Der Plot enthält eine Reihe von locker verknüpften Strängen: Da geht es um verschiedene Liebesbeziehungen (spontan fallen mir drei ein, wobei zwei davon wiederum Dreiecksbeziehungen sind), stressigen Arbeitsalltag, der Suche nach dem Ranzen sowie Erlebnisse vom amerikanischen Kriegsgefangenen und japanischen Dokumentarfilmern im Zweiten Weltkrieg. Jiros seltsame Erlebnisse lassen sich gar nicht mehr auf den Punkt bringen. Gezeigt wird ein komplexes Ereignisgeflecht mit rätselhaften Querverbindungen, in dem Menschen keine Akteure, sondern Spielfiguren sind. Dieses ist eine sehr pessimistische Grundhaltung, denn Psychologen kennen drei grundsätzliche Reaktionen auf einen Konflikt: Wenn eine Lösung im eigenen Sinne möglich scheint, wird gekämpft, wenn ein Kampf nicht Erfolg versprechend ist, wird eine Flucht angetreten um die Verluste gering zu halten und wenn eine Flucht unmöglich ist, wird resigniert, gehofft, dass es nicht so schlimm wird, die Sache auch so vorbeigeht. Die Ereignisse zwingen den Figuren mit wenigen Ausnahmen die letzte Haltung auf.

 

Erzähltechnisch sind die vielen Erzählstränge und damit verbundenen Perspektiven auffällig. Zentral sind Shiros Szenen, die von ihm als Ich-Erzähler berichtet werden. Dann gibt es noch Jiros Strang, der aus seiner personalen Perspektive geschildert wird, sowie Bouchards Strang, der in Form eines Tagebuchs daher kommt, und Fei-fans Strang – der Strang der chinesischen Schauspielerin setzt sich aus Erzählungen von unterschiedlichen Personen und unterschiedlichen Erzählperspektiven zusammen.
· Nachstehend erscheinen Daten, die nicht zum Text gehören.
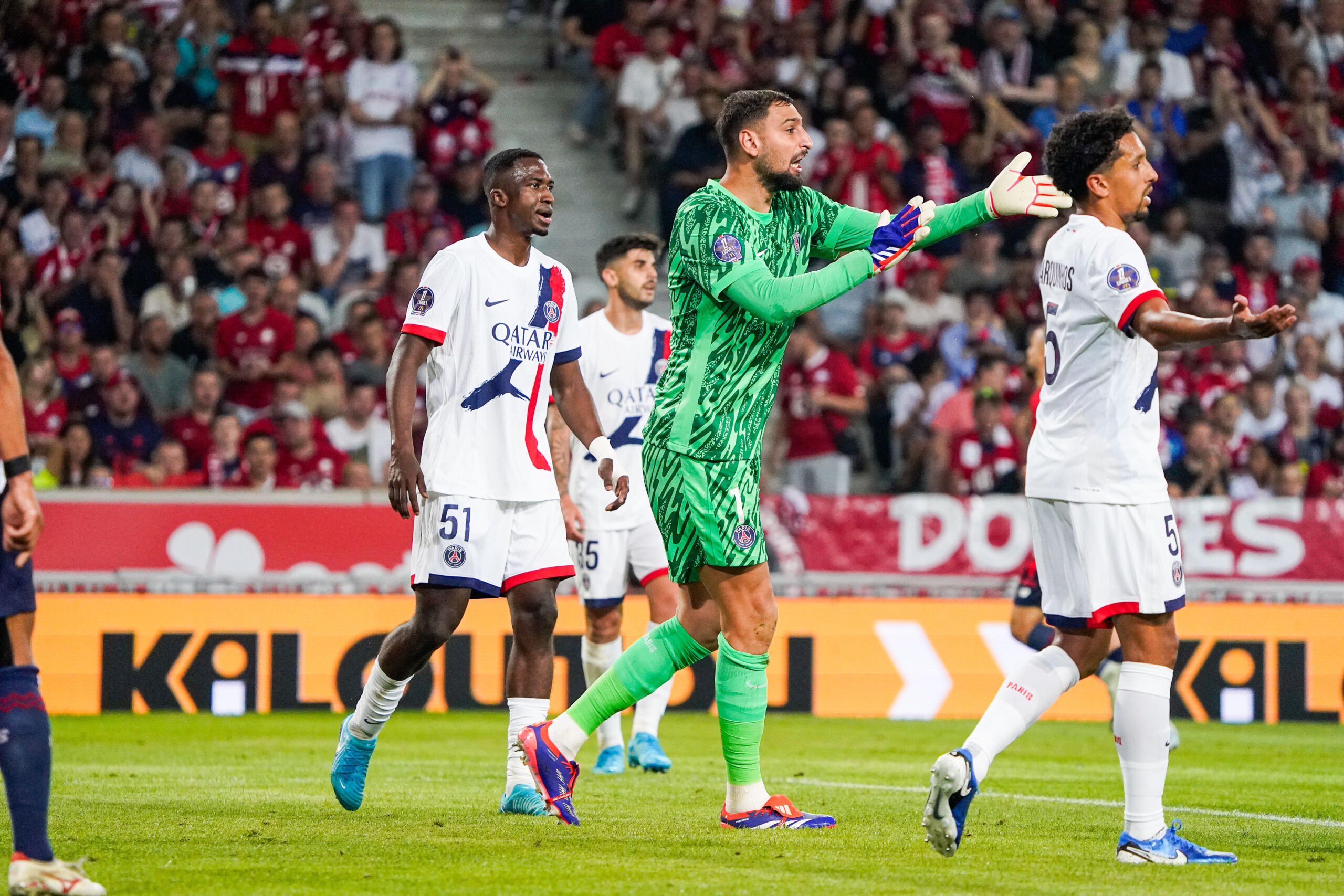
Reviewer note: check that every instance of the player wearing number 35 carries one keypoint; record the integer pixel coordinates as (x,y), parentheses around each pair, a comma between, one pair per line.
(1105,536)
Fei-fans Strang heißt "Fei-fans Tragödie", Jiro wartet auf seinen Tod, Bouchard auf die Atombombe – dem Leser wird trotz einiger humorvoller Momente schnell klar, dass der Handlungsaufbau viel mehr desillusionierende Elemente als Entwicklungen enthält; das passt gut zur pessimistischen Grundhaltung.
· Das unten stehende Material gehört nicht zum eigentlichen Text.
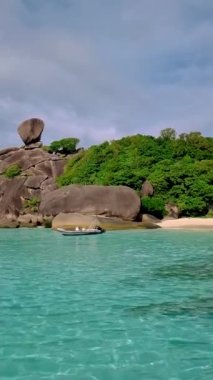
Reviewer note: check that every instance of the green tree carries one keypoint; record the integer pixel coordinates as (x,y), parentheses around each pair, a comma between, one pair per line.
(64,146)
(168,134)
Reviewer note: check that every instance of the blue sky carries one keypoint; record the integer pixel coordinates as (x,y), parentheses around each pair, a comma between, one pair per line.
(102,69)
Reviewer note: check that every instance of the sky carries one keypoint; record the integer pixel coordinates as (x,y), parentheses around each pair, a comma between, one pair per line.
(102,69)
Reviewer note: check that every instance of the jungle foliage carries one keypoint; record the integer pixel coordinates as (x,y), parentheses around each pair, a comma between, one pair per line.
(179,168)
Je nach Strang unterscheidet sich der Erzählstil, doch der vorherrschende – Shiros Stil – ist eher minimalistisch: Die Sätze sind kurz und adjektivarm. Präzise werden die Dinge auf den Punkt gebracht. Hält man z. B. Bouchards Tagebuch dagegen, fällt auf, dass dort die Wortwahl wesentlich unschärfer ist – was gut zur Verwirrung des gefangenen Todeskandidaten passt.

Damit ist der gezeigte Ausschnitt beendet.